On Tuesday, the California State Teachers’ Retirement System (CalSTRS), the second-largest pension fund in the United States, wrote to Facebook to address the fact that the company has an unusually small, insular board with no women. With this bold and public step, CalSTRS brought to the fore an issue of genuine concern: diversity in the boardroom.
Most of the press will pick up the part about the absence of women board members, and that is vital — there is no doubt that women are severely underrepresented in the boardroom. The lack of women on boards, however, is a reflection of a wider problem with diversity: It is one of color, age, international perspective and more. The Facebook boardroom has virtually no variety, and that is a serious issue. Boards that don’t represent the stakeholders of the business and the environment in which companies operate are not able to do their jobs as capably.

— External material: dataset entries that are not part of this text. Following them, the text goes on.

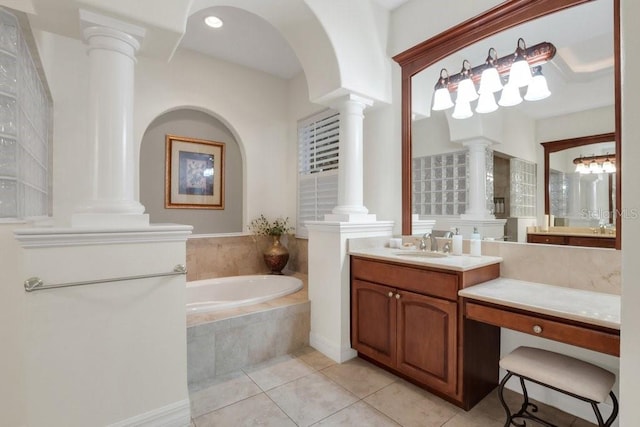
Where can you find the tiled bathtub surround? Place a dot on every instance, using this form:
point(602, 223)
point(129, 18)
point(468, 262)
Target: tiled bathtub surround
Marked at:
point(237, 255)
point(225, 341)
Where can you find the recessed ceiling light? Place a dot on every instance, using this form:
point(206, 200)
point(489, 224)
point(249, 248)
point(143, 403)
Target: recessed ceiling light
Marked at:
point(213, 21)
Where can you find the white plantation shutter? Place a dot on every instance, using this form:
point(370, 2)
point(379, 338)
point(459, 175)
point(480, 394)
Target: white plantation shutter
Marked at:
point(318, 159)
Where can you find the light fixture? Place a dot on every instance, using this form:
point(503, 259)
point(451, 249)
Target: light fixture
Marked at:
point(213, 21)
point(490, 76)
point(462, 110)
point(596, 164)
point(538, 88)
point(490, 81)
point(466, 88)
point(510, 96)
point(520, 72)
point(486, 103)
point(442, 96)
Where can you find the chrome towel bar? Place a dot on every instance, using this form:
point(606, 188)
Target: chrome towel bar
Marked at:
point(36, 284)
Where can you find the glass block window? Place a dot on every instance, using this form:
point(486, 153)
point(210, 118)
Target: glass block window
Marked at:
point(523, 188)
point(440, 184)
point(558, 193)
point(25, 109)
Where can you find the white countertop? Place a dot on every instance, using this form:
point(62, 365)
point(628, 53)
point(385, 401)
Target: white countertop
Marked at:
point(591, 307)
point(450, 262)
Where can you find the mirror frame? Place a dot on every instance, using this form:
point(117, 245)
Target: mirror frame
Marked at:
point(502, 17)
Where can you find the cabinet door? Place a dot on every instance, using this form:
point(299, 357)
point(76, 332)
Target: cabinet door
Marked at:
point(373, 321)
point(427, 336)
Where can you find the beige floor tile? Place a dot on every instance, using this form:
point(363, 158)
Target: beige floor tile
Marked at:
point(464, 419)
point(411, 406)
point(310, 399)
point(358, 414)
point(278, 371)
point(255, 411)
point(313, 358)
point(359, 377)
point(225, 390)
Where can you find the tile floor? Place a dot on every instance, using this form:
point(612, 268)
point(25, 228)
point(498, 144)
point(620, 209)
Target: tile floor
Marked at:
point(308, 389)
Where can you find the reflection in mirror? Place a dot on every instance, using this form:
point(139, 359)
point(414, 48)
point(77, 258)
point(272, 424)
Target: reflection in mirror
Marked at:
point(482, 170)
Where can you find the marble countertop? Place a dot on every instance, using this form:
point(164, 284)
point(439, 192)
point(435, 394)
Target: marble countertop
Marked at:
point(591, 307)
point(448, 262)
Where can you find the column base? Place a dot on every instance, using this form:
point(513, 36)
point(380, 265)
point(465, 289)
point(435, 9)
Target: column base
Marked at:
point(109, 220)
point(347, 217)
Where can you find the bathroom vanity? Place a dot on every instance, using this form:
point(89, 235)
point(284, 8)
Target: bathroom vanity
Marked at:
point(407, 317)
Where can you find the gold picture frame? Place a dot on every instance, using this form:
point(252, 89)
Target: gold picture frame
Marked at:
point(194, 173)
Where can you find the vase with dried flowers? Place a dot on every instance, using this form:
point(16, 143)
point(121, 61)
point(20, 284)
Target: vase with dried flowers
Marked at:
point(277, 255)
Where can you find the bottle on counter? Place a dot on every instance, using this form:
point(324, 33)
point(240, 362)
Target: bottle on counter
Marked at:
point(475, 243)
point(456, 243)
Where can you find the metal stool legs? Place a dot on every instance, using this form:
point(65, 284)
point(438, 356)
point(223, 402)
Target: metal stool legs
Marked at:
point(525, 414)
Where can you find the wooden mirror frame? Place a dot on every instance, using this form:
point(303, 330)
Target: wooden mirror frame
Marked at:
point(502, 17)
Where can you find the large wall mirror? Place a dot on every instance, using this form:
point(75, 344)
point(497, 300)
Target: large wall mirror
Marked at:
point(583, 77)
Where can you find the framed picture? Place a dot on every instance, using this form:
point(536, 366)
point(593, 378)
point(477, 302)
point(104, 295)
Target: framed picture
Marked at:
point(194, 173)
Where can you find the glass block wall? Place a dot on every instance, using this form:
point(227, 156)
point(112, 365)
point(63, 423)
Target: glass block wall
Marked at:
point(558, 193)
point(24, 127)
point(440, 184)
point(523, 188)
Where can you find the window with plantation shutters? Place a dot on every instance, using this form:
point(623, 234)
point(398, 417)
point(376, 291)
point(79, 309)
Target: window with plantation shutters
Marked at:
point(318, 160)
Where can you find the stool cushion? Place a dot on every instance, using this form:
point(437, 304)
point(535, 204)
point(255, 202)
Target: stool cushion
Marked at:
point(560, 371)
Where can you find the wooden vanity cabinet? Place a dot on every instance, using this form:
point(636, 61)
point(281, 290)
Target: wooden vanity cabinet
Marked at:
point(409, 320)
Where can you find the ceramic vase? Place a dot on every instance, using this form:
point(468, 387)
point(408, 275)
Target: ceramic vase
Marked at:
point(276, 256)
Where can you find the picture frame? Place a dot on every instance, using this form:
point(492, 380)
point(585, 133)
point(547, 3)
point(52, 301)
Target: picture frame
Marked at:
point(194, 173)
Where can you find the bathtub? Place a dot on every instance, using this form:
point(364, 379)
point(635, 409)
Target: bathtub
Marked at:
point(228, 292)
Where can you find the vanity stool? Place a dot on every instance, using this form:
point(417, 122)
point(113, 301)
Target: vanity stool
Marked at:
point(562, 373)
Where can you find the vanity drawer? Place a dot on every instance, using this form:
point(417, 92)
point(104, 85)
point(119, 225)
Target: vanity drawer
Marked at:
point(582, 335)
point(435, 283)
point(543, 238)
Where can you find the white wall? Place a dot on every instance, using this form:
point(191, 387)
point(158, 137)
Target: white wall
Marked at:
point(630, 349)
point(12, 331)
point(252, 104)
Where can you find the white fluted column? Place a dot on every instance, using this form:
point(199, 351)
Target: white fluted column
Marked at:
point(477, 202)
point(351, 171)
point(112, 49)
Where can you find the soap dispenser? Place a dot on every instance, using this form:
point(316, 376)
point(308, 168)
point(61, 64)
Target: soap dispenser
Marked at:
point(456, 243)
point(476, 243)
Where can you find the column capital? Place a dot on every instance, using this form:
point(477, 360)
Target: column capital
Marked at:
point(104, 32)
point(351, 99)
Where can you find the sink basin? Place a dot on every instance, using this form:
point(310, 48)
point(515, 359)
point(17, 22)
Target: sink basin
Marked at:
point(422, 254)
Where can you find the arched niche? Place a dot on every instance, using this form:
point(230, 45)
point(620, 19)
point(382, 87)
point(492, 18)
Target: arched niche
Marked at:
point(191, 123)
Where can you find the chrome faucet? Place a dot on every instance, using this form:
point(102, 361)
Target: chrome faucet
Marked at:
point(433, 242)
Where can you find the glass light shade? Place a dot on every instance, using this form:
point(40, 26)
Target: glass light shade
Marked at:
point(490, 81)
point(520, 73)
point(462, 110)
point(510, 96)
point(442, 99)
point(486, 103)
point(537, 89)
point(581, 168)
point(466, 91)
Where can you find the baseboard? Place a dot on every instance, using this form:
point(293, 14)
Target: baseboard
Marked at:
point(332, 351)
point(176, 414)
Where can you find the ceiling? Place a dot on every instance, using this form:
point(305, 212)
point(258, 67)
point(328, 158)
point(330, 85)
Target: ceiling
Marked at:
point(247, 40)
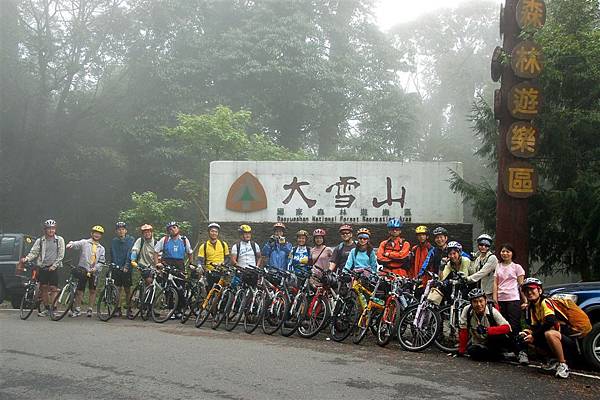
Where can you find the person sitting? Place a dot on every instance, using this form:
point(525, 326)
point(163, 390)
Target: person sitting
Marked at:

A lack of diversity is not simply a problem of “optics.” In the modern world, it does look odd not to have it, but does diversity make a difference in real economic terms? Does it actually affect the bottom line? To my mind the answer is a resounding yes. We do not need diversity for diversity’s sake, but because diversity on the board contributes to the profitability of the business. Diversity of thought, experience, knowledge, understanding, perspective and age means that a board is more capable of seeing and understanding risks and coming up with robust solutions to address them. Businesses led by diverse boards that reflect the whole breadth of their stakeholders and their business environment will be more successful businesses. They are more in touch with their customers’ demands, their investors’ expectations, their staffs’ concerns, and they have a forum in the boardroom where these different perspectives come together and successful business strategies can be devised.
Some fear that too much diversity and independence of thought can be damaging to the cohesion of the board. Given the iron grip that Chairman and CEO Mark Zuckerberg has on the Facebook board, that may be a concern that is driving him. Yet for healthy boards with capable independent chairs, the very opposite is true. The modern board requires that there be room for open, constructive, dynamic discussion, with respect and regard for the people around the table. In my experience, the result is a more capable and better functioning board, one that can withstand the challenges of an ever-shifting landscape in which the organization it serves operates. Diversity then becomes part of the very DNA that marks a business as healthy and ready to face the future.
Healthy businesses need comprehensive diversity. Without it there is no independence of thought or action, and no way to hear what is happening outside of what would otherwise be an echo chamber. Also, diversity is not a static, one-time result that boards need to achieve, but one that poses a constant challenge of renewal. Good corporate governance in this sense also requires “turnover” in the boardroom so that organizations are capable of dealing with today and tomorrow.